Umdenken mussten Rupp und seine Kolleginnen auch bei der Betreuung der Studierenden. Während der Sprechstunden vor Ort konnten vor der Coronakrise die Materialien gefühlt und Kollektionen an echten Models begutachtet werden. Nun findet auch das in Distanz statt. „Ich schicke Philipp meist ein PDF mit Bildern per E-Mail. Dann telefonieren wir und besprechen den aktuellen Zwischenstand“, beschreibt die 22-jährige Modestudentin Prochatzki. Die Kommunikation über Stoffe und Haptik ist auf diese Weise jedoch nur schwer möglich. Manche Studierende verschicken daher auch mal Stoffkarten mit Materialproben per Post an die Lehrenden.

Zu dem Engagement des Fachbereichs zählt auch, dass die Lehrenden weitere Hilfskraftstellen geschaffen haben. So konnten die studentischen Hilfskräfte den Studierenden vor Ort praktische Hilfe anbieten, natürlich unter den entsprechenden Hygienebedingungen. Ein doppelter Gewinn: Bei vielen Studierenden sind Nebenjobs weggebrochen, mit den Hilfskraftstellen erhalten sie nun finanzielle Unterstützung.
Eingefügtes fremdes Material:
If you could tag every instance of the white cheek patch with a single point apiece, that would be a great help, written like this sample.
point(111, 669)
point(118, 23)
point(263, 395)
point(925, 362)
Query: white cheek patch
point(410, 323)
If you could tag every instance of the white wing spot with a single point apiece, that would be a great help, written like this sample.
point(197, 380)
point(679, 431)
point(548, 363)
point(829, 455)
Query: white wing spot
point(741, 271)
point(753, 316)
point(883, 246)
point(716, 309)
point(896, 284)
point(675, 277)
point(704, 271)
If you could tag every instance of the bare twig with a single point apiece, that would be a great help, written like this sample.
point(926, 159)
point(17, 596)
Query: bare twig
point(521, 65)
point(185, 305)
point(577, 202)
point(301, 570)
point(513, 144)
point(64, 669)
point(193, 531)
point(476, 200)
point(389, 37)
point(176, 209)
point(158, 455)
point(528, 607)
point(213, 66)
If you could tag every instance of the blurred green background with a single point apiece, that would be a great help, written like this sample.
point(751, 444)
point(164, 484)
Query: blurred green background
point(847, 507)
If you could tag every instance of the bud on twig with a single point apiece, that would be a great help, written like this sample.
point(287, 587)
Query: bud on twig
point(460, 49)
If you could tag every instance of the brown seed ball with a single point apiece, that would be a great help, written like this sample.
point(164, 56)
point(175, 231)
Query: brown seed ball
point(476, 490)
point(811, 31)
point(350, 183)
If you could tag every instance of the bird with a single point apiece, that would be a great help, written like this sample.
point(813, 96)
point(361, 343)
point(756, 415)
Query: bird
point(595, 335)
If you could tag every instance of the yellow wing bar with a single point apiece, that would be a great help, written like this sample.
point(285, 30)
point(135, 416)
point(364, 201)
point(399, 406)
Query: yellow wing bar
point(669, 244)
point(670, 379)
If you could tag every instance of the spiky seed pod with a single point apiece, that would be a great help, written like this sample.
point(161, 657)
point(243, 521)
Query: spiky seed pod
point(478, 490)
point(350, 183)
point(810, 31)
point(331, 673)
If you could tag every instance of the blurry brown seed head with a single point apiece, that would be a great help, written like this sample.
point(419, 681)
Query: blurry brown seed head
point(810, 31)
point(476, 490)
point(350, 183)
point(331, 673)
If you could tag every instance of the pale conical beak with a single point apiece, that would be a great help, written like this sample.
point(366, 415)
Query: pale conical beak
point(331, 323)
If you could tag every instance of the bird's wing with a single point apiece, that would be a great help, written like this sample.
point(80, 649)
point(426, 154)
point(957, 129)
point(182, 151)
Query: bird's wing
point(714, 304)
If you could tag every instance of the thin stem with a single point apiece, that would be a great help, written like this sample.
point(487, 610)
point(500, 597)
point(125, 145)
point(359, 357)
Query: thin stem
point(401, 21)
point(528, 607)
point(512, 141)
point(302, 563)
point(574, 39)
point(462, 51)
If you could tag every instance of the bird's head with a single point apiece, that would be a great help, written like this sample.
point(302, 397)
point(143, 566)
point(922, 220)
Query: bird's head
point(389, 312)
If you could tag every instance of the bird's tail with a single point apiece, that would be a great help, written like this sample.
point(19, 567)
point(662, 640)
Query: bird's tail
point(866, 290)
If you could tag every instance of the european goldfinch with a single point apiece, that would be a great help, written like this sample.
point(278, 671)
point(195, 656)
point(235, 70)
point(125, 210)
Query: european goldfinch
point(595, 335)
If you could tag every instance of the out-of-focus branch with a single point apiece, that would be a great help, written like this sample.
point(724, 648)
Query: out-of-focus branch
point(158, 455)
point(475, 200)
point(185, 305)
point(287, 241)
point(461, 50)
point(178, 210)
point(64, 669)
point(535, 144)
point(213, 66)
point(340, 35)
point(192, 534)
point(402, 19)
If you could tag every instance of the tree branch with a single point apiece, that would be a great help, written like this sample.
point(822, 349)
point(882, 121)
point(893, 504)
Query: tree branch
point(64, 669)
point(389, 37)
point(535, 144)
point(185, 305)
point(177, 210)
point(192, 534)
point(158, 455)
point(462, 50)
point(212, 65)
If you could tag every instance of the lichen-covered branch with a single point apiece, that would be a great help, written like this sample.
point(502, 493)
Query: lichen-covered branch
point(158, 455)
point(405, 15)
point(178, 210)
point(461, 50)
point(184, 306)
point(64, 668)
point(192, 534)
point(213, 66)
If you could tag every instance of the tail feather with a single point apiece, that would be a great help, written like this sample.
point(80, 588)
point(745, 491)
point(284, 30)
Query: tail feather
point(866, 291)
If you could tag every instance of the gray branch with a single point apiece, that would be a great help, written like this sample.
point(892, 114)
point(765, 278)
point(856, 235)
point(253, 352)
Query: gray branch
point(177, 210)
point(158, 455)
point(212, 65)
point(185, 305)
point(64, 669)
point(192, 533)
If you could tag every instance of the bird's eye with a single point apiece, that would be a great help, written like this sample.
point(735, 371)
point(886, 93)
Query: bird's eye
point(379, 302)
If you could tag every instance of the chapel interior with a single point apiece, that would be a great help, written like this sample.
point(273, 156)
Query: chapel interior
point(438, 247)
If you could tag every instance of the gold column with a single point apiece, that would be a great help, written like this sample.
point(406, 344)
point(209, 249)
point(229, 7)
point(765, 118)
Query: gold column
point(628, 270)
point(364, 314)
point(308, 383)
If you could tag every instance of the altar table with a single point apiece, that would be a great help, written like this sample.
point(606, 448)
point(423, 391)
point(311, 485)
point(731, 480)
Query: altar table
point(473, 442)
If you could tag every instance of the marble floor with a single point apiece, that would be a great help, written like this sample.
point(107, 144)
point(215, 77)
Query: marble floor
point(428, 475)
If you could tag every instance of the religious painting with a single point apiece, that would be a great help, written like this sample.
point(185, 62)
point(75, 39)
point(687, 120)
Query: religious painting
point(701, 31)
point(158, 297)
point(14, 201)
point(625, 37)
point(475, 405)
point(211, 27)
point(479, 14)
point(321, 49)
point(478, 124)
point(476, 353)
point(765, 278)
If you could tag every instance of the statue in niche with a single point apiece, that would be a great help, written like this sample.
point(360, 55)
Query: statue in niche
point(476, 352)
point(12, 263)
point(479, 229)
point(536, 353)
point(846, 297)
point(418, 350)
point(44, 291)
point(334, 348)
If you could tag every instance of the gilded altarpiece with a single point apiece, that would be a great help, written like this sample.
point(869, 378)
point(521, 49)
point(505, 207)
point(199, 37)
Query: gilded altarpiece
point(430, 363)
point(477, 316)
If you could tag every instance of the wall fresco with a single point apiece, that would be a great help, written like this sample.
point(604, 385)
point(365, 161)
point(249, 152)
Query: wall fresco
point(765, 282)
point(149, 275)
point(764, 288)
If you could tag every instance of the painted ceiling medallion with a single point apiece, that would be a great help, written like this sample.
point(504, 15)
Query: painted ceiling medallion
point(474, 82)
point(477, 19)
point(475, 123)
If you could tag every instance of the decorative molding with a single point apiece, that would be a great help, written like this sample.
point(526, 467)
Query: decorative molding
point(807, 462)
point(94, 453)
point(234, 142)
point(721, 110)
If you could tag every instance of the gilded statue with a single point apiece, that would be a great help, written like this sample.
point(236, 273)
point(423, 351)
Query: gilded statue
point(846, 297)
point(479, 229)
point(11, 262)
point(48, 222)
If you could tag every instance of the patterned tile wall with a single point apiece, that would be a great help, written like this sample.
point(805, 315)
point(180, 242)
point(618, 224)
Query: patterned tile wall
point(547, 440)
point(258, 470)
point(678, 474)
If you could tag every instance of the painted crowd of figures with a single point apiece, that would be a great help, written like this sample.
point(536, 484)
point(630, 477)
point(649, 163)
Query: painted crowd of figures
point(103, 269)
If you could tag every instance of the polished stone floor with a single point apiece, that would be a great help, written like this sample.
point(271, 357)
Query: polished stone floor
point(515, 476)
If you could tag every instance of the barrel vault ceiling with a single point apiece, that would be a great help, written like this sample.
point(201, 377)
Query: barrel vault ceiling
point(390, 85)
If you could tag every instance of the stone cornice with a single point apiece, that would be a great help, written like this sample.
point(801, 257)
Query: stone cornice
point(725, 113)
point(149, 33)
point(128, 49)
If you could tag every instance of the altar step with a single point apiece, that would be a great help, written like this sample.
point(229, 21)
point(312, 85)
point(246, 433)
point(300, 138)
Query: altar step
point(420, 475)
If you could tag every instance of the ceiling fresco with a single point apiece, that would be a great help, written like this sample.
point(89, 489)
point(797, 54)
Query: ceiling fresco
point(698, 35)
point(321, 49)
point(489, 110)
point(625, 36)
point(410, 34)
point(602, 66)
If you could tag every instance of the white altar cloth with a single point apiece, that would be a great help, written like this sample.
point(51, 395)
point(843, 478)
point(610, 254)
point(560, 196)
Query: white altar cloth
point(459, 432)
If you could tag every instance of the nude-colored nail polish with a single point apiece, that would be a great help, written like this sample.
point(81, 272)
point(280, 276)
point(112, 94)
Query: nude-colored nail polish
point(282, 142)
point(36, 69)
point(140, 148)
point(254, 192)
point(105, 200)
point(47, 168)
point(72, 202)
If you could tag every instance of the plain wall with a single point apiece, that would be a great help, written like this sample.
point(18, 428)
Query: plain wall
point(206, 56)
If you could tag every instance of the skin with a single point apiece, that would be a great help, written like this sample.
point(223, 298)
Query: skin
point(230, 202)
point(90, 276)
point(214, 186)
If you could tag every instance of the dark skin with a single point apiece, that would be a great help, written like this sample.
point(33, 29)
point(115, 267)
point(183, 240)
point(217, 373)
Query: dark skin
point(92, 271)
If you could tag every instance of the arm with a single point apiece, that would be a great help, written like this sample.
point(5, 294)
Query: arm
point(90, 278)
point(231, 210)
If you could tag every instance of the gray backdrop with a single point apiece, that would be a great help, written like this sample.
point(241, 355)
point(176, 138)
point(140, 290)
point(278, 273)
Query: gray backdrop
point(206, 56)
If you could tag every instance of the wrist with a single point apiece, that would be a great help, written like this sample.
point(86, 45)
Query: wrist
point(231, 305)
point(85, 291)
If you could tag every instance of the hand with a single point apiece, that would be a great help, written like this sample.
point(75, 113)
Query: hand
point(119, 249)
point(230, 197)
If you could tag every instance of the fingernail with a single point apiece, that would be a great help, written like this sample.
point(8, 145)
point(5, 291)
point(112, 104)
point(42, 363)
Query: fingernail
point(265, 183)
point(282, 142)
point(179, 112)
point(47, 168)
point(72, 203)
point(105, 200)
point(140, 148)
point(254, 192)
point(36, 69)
Für den Professor ist allerdings klar, dass die Lehre am Fachbereich Gestaltung am Ende nur bedingt digital funktioniert: „Die Studierenden können ganz gut ihre Recherche online durchführen. Auch den Entwurfsprozess kann man digital begleiten. Aber das Endprodukt in der Mode ist immer noch ein dreidimensionales Objekt, das am Körper und im Raum funktionieren muss.“ Und dennoch: Die Lehrenden des Fachbereichs sind enorm engagiert, den Studierenden weiterhin gute Studienbedingungen zu bieten.